Hospitals buy their drugs either directly from the manufacturer or from a company called Apexus, which manages the 340B Prime Vendor Program (PVP). By pooling the purchasing power of covered entities, Apexus negotiates subceiling prices on many 340B drugs with manufacturers, which allows covered entities to pay less than the ceiling price. By the end of FY 2013, Apexus had more than 7,000 drugs under contract, with an estimated average savings of 10% below the ceiling price. Apexus also negotiates discounts on other pharmacy products and services not eligible for 340B pricing, such as vaccines, billing software, and contract pharmacy vendors. As of April 2014, about 82% of covered entities participated in the PVP and accounted for $5 billion in 340B drug purchases, according to Apexus.7 DSH hospitals, children’s hospitals, and freestanding cancer hospitals that participate in 340B are prohibited from purchasing covered outpatient drugs through a group purchasing organization.

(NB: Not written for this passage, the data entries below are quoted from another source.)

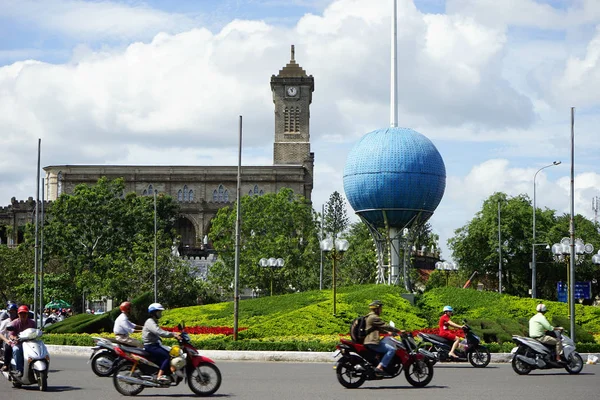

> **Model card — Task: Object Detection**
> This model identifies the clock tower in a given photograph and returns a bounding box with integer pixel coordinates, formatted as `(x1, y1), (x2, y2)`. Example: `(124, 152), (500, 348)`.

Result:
(271, 45), (315, 172)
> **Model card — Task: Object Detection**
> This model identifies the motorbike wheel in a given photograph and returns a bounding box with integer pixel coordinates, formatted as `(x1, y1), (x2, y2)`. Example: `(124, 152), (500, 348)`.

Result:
(565, 352), (583, 375)
(335, 357), (367, 389)
(92, 351), (117, 377)
(113, 362), (144, 396)
(512, 352), (531, 375)
(188, 363), (221, 396)
(467, 346), (492, 368)
(404, 360), (433, 387)
(35, 371), (48, 392)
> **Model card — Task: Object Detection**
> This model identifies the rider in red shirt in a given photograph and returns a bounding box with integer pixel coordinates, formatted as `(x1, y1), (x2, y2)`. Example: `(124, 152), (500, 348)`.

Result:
(439, 306), (462, 358)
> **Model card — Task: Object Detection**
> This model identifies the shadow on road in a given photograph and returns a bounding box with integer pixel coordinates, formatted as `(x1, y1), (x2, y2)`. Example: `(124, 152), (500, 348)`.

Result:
(129, 392), (235, 399)
(353, 385), (448, 390)
(14, 385), (82, 393)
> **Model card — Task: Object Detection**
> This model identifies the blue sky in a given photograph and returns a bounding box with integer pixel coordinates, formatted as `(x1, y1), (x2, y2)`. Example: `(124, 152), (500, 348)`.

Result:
(0, 0), (600, 257)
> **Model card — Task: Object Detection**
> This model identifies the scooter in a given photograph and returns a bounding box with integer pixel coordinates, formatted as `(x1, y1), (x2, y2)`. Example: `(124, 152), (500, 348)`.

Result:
(2, 328), (50, 392)
(113, 325), (221, 396)
(511, 330), (583, 375)
(88, 336), (142, 377)
(333, 323), (435, 389)
(418, 324), (492, 368)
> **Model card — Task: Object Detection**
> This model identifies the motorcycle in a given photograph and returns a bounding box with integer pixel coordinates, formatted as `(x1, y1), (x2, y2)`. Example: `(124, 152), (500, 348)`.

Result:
(511, 330), (583, 375)
(417, 324), (492, 368)
(2, 328), (50, 392)
(113, 325), (221, 396)
(88, 337), (141, 377)
(334, 323), (435, 389)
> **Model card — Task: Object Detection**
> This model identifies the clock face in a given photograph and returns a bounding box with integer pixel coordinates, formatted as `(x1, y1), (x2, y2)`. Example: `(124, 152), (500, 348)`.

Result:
(287, 86), (298, 97)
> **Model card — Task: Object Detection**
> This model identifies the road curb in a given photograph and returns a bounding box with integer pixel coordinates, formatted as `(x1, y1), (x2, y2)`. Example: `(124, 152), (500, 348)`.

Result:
(46, 345), (600, 363)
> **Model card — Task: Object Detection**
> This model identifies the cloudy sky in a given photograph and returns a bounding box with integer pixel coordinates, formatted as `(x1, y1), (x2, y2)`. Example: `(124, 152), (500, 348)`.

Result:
(0, 0), (600, 257)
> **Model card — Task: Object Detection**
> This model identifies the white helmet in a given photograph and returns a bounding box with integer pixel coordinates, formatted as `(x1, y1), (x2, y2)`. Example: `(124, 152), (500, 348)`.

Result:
(148, 303), (165, 314)
(535, 303), (548, 312)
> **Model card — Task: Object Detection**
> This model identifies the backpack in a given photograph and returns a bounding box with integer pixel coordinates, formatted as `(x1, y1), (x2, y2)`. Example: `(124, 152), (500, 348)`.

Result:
(350, 315), (372, 344)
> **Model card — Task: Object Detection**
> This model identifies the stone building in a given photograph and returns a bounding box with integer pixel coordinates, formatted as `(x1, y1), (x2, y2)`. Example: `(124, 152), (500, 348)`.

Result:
(0, 46), (314, 256)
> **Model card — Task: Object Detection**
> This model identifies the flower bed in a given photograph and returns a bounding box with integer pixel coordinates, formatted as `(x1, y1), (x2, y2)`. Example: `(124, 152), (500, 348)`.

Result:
(162, 326), (248, 336)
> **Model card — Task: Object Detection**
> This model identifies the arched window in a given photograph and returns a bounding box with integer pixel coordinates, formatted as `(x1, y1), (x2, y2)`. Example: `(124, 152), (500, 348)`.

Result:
(217, 185), (225, 203)
(56, 171), (63, 197)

What the Hospitals Do With 340B Revenue

The premise of the 340B program is that the covered entities will use the revenue they earn to improve health care for low-income individuals and families in their communities. Mirga of 340B Health says nearly three-quarters (71%) of 340B Health members report that savings from participation in 340B increase their ability to provide free or discounted drugs to low-income patients. But it is not clear what levels of discounts are passed on to whom. No statistics on that exist. There is no denying that poor cancer patients at venues such as Dr. Kemeny’s Queens Cancer Center are able to obtain treatment at rock-bottom prices or for free. But the serious shortcomings of the program are starting to overshadow the “good” the program does.

Author bio: 
Mr. Barlas, a freelance writer based in Washington, D.C., covers topics inside the Beltway.